"WAHHHH!!"
Cehennem Hapsi'nin kuzey kıyısında, aşırı dehşet dolu bir kükreme yankılandı. Uzayın kendisi titriyordu, ayaklarının altındaki kavrulmuş toprak çatlaklarla ağzına kadar doluydu, önlerindeki Cehennem Hapsi daha da şiddetli bir şekilde kabarıyordu. Çeşitli Alev Tanrı Alemi'nin elderleri bu saldırıya engel olmasaydı, herkes bu alevlerin içinde yutulmuş olurdu.
Bu alev serapı kişinin hayal gücünün çok ötesinde olduğu belliydi.
Açıkçası, alev hapsi'nin altında uzun süredir gücünü biriktiriyordu.
"USTA!!!" Yun Che çılgınca kükredi, gözleri kan çanağına dönmüştü.

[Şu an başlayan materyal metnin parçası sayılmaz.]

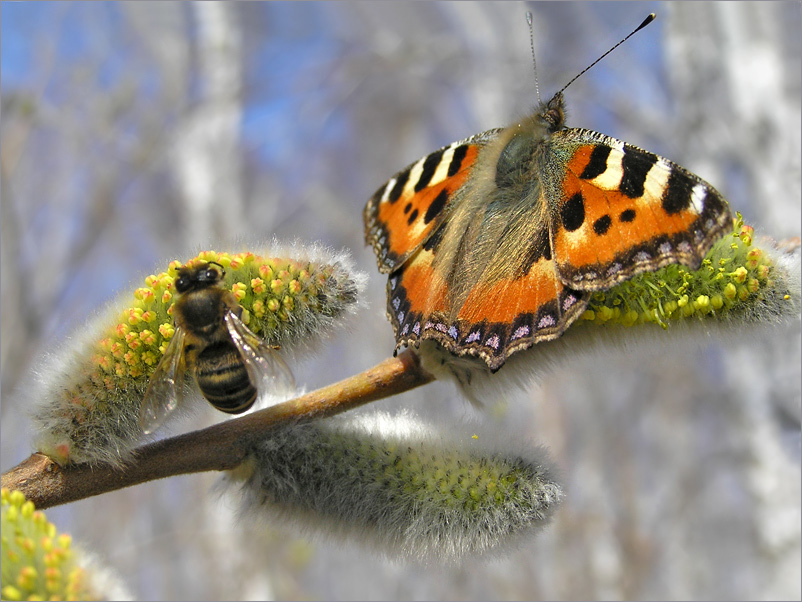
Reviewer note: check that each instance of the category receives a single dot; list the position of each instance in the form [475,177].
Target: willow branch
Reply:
[219,447]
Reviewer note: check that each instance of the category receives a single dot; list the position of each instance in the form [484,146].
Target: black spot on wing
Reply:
[398,188]
[677,195]
[436,207]
[627,215]
[456,159]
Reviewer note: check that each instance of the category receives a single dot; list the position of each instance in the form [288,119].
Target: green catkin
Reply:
[411,494]
[40,564]
[87,406]
[743,282]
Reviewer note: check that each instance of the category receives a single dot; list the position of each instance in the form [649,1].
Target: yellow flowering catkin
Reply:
[389,482]
[40,564]
[739,280]
[87,407]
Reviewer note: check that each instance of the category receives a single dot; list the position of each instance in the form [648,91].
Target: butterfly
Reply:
[496,242]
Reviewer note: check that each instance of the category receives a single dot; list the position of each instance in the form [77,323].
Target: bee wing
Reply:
[165,390]
[267,371]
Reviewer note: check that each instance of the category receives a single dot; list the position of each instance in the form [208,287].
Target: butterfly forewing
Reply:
[410,207]
[266,370]
[619,211]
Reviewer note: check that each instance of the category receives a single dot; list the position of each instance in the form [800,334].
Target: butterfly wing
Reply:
[619,211]
[409,207]
[505,252]
[498,317]
[268,373]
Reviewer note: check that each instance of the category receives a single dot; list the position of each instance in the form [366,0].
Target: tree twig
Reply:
[219,447]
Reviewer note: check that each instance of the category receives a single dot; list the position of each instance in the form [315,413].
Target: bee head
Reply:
[199,277]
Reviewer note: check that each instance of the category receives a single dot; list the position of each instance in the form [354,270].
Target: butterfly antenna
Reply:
[646,21]
[529,20]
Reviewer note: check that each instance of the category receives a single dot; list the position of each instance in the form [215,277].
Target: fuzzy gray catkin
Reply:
[89,393]
[391,483]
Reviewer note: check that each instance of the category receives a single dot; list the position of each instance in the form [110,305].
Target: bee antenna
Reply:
[529,20]
[222,269]
[646,21]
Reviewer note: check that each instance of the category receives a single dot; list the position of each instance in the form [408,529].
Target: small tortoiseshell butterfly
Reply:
[496,242]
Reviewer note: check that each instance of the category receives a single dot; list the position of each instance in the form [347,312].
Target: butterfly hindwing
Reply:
[408,208]
[495,243]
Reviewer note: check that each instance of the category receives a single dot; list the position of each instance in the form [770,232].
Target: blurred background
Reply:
[136,132]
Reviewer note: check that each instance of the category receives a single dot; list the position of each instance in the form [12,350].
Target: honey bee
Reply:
[231,364]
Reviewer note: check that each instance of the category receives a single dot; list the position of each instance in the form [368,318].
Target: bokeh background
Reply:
[136,132]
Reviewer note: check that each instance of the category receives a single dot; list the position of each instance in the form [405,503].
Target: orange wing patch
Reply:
[405,212]
[622,211]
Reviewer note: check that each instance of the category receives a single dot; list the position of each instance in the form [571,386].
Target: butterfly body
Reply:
[495,243]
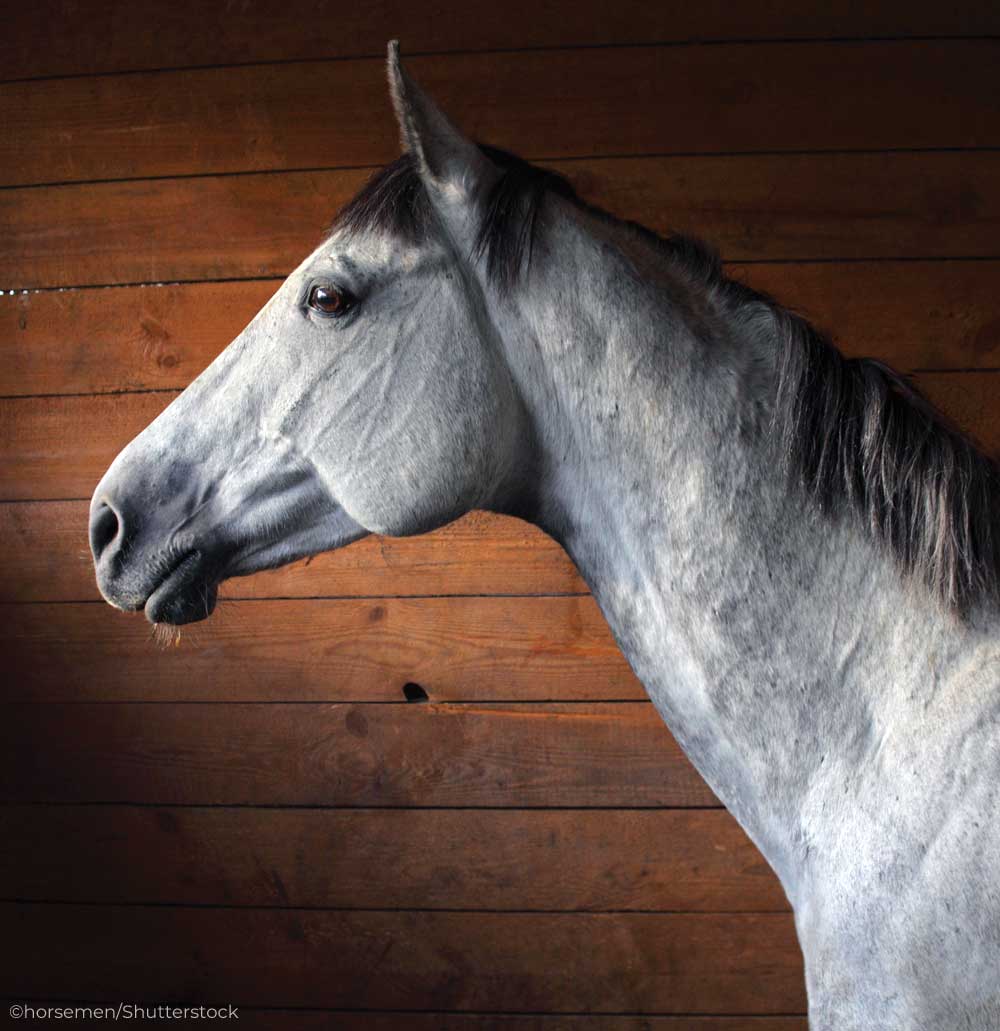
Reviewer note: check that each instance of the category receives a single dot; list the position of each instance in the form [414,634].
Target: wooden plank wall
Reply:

En çok korktuğu şey, aslında bu kadar hızlı gerçekleşmişti... daha çok, hayal ettiği en kötü senaryonun çok daha kötüsü başına gelmişti.
Sadece tam güçle bir saldırıya uğramamıştı, aynı zamanda Mu Xuanyin'in ilk antik boynuzlu ejderhayı öldürmek için tüm gücünü birleştirdiği o durumda, neredeyse onun etrafında herhangi bir savunma kaynak enerjisi olmadan saldırıya uğramıştı!
Sanki aniden cennetten cehenneme düşüyorlarmış gibi, herkesin kalbi neredeyse şoktan patladı. Yan Wancang birkaç adım geri çekildi, Yan Juehai ve Huo Rulie'nin kalpleri dururken, gözleri parçalanma noktasına kadar genişledi.
"A... Ahhh..."
"Orada böyle bir şey nasıl... nasıl olabilir!?''
Bir anda bir ışık akışı yanıp sönüyor gibi, mezhep ustalarının üçü de Mu Xuanyin'i ağır bir şekilde vuran şeyin açıkça bir ejderhanın kuyruğu olduğunu gördü!!
Bir boynuzlu ejderha kuyruğu!!
Vermillion Kuş Projeksiyonunun içinde ateş perdesi indikten sonra, Cehennem Hapsi'nin tepesinde buz mühründen kaçan boynuzlu ejderhayla birlikte duran aynı boyutlarda bir gölge daha göründü...
Birebir aynı gözüken bir yarasız antik boynuzlu ejderha ortaya çıkmıştı.
Mu Xuanyin'in figürü ortadan kaybolurken, geniş alev hapsine doğru gömüldü.
Kimse şoktan çıkamadan ikinci boynuzlu ejderha kükreyerek öne doğru atılmıştı.
BOOOM--
Binlerce kilometrelik alev denizi dalgası gökyüzüne doğru patladı... gökyüzünü dolduran paramparça alevlerin içinde göz alıcı beyaz bir figür ortaya çıktı.
Bu beyaz figürü görünce Yun Che neşeyle karışık şaşkınlıkla bağırdı, ''Usta!"
Ama sesi onu terk ettiği gibi, sevinci hemen dehşete düştü.
Sekiz saatten fazla süren savaşında muazzam miktarda güç tüketmesine rağmen hiç yaralanmamıştı. Ancak, şu anda kar beyazı kıyafetlerinin her yeri kanla ıslanmıştı, buz görünümlü ipek saçları dağınık bir haldeydi, ağzının ve gözlerinin köşesindeki kan izleri kıpkırmızı ve göz kamaştırıcıydı ve kar benzeri cildi korkunç derecede soluklaşmıştı.
Dahası sırtı tamamen kırmızıya boyanmıştı.
Kar Prenses Kılıcı'nı hâlâ elinde tutuyordu ama kılıcın ucunun tepesinde, kan damlaları yavaş yavaş damlıyordu.
Daha önce tüm Alev Hapsi'ni neredeyse donduran ürpertici aura, şu anda çok zayıftı ve kaostaydı.
İki boynuzlu ejderhanın ejderha alevleri zaten yukarıdan aşağıya doğru yağmıştı, ona bir nefes alma şansı bile vermiyordu.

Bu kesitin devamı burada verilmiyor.